A recent paper that may be of interest:

YIN HongFu & SONG HaiJun (2013)
Mass extinction and Pangea integration during the Paleozoic-Mesozoic transition.
SCIENCE CHINA Earth Sciences 56 (11): 1791-1803
DOI: 10.1007/s11430-013-4624-3

Note: pdf can be downloaded for free from abstract link.

The greatest Phanerozoic mass extinction happened at the end-Permian
to earliest Triassic. About 95% species, 82% genera, and more than
half families became extinct, constituting the sole macro-mass
extinction in geological history. This event not only caused the great
extinction but also destroyed the 200 Myr-long Paleozoic marine
ecosystem, prompted its transition to Mesozoic ecosystem, and induced
coal gap on land as well as reef gap and chert gap in ocean. The
biotic crisis during the Paleozoic-Mesozoic transition was a long
process of co-evolution between geospheres and biosphere. The event
sequence at the Permian-Triassic boundary (PTB) reveals two-episodic
pattern of rapidly deteriorating global changes and biotic mass
extinction and the intimate relationship between them.
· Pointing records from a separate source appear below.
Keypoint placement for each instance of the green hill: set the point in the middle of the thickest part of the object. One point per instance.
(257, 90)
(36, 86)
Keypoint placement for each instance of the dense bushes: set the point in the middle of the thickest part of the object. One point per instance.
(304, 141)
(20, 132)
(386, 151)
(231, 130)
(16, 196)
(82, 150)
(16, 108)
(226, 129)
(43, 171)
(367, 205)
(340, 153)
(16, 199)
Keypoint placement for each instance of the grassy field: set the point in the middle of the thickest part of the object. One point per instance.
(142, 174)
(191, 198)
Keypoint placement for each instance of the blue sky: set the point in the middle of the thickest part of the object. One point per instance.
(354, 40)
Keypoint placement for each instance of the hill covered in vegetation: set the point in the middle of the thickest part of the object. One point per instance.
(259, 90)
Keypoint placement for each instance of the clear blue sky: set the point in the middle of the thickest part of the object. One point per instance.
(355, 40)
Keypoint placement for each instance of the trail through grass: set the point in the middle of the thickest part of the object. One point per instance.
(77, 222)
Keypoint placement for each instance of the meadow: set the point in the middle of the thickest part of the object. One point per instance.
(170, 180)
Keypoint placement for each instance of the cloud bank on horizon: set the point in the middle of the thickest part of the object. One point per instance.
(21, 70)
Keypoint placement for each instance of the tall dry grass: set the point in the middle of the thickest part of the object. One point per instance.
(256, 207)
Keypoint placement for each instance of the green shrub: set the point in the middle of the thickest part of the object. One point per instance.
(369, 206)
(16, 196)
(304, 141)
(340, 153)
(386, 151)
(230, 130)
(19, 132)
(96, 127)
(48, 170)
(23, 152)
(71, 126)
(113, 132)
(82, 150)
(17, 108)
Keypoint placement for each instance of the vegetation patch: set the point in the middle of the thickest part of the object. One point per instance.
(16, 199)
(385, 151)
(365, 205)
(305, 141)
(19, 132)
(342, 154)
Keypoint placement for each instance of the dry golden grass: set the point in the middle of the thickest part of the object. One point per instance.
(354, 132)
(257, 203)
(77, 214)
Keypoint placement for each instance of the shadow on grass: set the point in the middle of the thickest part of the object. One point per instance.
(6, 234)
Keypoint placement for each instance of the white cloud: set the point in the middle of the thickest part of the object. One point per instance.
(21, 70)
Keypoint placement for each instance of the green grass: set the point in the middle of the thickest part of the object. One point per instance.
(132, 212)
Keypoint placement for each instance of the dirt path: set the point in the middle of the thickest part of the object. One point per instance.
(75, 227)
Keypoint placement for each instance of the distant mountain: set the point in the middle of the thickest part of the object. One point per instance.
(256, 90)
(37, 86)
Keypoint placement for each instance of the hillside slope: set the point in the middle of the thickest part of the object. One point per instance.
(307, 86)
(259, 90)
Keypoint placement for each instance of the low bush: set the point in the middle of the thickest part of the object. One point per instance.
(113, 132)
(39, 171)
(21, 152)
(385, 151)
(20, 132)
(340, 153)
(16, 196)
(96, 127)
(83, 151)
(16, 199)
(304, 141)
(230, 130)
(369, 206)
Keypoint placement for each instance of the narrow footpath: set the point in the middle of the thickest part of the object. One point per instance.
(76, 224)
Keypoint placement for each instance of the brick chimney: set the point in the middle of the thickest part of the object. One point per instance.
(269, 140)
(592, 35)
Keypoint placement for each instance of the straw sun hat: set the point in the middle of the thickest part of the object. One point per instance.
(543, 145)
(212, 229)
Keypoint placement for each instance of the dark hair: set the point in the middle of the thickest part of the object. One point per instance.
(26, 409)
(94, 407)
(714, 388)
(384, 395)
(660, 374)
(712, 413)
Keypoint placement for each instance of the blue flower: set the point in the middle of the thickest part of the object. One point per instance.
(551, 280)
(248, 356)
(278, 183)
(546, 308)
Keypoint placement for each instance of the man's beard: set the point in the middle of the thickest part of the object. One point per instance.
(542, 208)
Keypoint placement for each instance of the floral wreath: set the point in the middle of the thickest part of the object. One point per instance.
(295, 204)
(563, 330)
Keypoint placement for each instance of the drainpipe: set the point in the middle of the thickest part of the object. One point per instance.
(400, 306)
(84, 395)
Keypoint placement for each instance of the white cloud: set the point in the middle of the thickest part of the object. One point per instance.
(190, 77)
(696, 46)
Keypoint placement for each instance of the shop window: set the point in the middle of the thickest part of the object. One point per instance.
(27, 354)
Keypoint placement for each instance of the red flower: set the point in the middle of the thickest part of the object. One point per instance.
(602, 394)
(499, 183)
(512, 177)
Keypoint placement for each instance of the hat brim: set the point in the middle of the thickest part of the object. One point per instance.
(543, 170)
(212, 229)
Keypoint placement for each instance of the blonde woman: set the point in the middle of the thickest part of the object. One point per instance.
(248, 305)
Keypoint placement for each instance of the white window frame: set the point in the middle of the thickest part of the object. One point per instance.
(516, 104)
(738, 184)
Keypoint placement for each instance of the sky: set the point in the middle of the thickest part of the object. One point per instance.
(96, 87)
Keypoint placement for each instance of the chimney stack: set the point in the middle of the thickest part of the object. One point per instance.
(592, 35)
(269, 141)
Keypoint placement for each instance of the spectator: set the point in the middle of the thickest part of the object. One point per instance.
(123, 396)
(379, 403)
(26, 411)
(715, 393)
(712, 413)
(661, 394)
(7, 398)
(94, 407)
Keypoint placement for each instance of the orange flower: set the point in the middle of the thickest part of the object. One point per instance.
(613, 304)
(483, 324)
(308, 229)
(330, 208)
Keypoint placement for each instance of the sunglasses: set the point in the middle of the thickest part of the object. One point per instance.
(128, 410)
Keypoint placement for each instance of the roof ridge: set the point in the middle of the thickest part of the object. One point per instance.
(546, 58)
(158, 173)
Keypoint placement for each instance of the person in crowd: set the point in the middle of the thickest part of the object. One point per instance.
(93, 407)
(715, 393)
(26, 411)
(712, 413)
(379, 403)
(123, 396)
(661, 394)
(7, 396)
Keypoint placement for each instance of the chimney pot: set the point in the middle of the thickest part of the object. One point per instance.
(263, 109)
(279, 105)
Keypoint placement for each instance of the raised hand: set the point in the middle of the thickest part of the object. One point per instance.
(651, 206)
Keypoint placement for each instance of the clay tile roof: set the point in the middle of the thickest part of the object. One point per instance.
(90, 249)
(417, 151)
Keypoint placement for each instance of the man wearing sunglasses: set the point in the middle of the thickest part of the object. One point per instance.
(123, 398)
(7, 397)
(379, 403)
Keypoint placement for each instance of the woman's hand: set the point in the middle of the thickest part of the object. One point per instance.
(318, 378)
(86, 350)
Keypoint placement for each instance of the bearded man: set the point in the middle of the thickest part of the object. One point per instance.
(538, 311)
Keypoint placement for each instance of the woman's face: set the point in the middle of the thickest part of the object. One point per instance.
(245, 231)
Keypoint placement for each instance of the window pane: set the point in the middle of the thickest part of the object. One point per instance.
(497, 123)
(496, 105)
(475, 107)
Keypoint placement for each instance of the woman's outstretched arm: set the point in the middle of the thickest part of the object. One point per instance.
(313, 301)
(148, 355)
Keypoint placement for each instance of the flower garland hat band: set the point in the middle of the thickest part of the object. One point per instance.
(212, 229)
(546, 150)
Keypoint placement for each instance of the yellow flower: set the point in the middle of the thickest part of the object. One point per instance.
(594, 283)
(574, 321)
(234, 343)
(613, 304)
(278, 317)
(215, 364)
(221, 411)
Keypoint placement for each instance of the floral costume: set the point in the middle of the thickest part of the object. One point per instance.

The severe
global changes coupling multiple geospheres may have affected the
Pangea integration on the Earth's surface spheres, which include: the
Pangea integration→enhanced mountain height and basin depth, changes
of wind and ocean current systems; enhanced ocean basin depth→the
greatest Phanerozoic regression at PTB, disappearance of epeiric seas
and subsequent rapid transgression; the Pangea integration→thermal
isolation effect of continental lithosphere and decrease of mid-ocean
ridges→development of continental volcanism; two-episode volcanism
causing LIPs of the Emeishan Basalt and the Siberian Trap (259-251
Ma)→global warming and mass extinction; continental aridification and
replacement of monsoon system by latitudinal wind system→destruction
of vegetation; enhanced weathering and CH4 emission→negative excursion
of delta13C; mantle plume→crust doming→regression; possible relation
between the Illawarra magnetic reversal and the PTB extinction, and so
on. Mantle plume produced the Late Permian LIPs and mantle convection
may have caused the process of the Pangea integration. Subduction,
delamination, and accumulation of the earth's cool lithospheric
material at the "D" layer of CMB started mantle plume by heat
compensation and disturbed the outer core thermo-convection, and the
latter in turn would generate the mid-Permian geomagnetic reversal.
These core and mantle perturbations may have caused the Pangea
integration and two successive LIPs in the Permian, and probably
finally the mass extinction at the PTB.